Rye had a girlfriend from college, Simone, his soul mate, he’d bragged to Julian, who occasionally made the trip from Manhattan, where she was getting a PhD in English at Columbia, and would arrive beleaguered, with a bulging sack of books that would end up scattered around the apartment, defaced by coffee rings, Post-it Notes, and crumbs that would sprinkle from the bindings, and, for the duration of her visit, there was evidence of her presence on every possible surface, her knitting projects, rarely finished, bunched on the couch, her sloppy, malodorous vegetarian concoctions lining the refrigerator shelves, and strands of her hair in the sink and on the bathroom floor, not to mention the occasional pubic hair – Julian was always relieved when she left.

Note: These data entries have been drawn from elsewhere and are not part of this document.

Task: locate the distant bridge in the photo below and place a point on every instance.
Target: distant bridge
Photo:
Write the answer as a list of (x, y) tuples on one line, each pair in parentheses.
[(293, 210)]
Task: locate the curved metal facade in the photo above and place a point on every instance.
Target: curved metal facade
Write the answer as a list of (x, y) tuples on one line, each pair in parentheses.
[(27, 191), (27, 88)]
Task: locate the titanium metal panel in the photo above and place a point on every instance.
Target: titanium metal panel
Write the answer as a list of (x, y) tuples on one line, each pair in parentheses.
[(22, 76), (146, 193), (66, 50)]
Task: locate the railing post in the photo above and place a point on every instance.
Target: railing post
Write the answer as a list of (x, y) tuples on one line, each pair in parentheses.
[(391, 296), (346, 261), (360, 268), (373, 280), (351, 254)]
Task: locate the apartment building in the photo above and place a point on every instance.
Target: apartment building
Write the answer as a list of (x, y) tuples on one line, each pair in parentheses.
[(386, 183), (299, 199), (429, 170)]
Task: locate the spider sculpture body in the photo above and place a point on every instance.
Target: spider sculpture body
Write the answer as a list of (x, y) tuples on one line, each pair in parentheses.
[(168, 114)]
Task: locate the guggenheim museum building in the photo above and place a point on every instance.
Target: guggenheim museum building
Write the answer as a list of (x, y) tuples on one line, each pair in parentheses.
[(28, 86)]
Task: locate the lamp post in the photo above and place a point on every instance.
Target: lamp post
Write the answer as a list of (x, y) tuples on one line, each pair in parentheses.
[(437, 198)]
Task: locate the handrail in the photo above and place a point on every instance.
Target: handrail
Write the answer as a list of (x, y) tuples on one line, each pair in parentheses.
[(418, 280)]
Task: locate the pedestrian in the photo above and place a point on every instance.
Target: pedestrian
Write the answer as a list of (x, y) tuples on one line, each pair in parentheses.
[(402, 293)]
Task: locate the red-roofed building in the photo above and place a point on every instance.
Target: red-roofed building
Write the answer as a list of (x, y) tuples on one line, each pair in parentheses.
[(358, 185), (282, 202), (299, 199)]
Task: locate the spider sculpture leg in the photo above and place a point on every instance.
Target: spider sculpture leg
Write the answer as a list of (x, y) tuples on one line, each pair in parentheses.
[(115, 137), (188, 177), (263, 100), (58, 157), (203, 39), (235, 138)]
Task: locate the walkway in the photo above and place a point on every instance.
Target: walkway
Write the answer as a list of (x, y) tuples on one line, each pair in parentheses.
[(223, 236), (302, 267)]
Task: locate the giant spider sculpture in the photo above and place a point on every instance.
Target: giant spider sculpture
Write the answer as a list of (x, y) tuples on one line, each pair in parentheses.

Unbeknownst to Simone, Adler had come down with a fever for one of the girls in the workshop, Magda. He wasn’t the only one; everyone was a little in love with her, even Brodsky. She was like a girl you happened to glimpse in a moving car, detained by some awful consequence, the type you wanted to save. She was local, from Port Richmond, the Polish neighborhood. Her parents had come over in the seventies, when she was a toddler, and along with an accent, she’d retained a certain reticence, unwittingly engineered by her Eastern Bloc roots. In stature, she was not delicate, and had a face that might have been drawn with thick crayon, the round bones in her cheeks, the wide mouth, the hungry, dark eyes. She dressed like a gypsy in baggy men’s trousers and outsize sweaters that concealed her sizable breasts and wore clunky shoes with straps, trawled out of Salvation Army bins. Her only vanity, it seemed, was the waxy ruby lipstick she drew on her lips. She seldom spoke up in class; perhaps she was intimidated – the women, three in all, had it rough. During the weekly critiques she’d stand in the back, lurking thoughtfully, her arms crossed over her chest. When her own work was critiqued, her back went rigid with defiance, like a Resistance fighter in front of a firing squad. She was good, and some of the men were jealous. Things were said to stir a reaction; they didn’t. She was stoic, unhindered. She worked as a figure model at the art school to make extra cash. One time he accidently pushed through the doors of the studio where she was modeling naked on a platform. He remembered the cold look on her face as their eyes met across the enormous room. He backed out gently, before anyone else saw him, but something was established in that moment, something dark and indelible, seared into his memory like a brand.

When he finally mustered the courage to ask Magda out, he came home one afternoon to find her and his roommate coiled in the sheets.

It was another reminder that Adler was always a step ahead of him.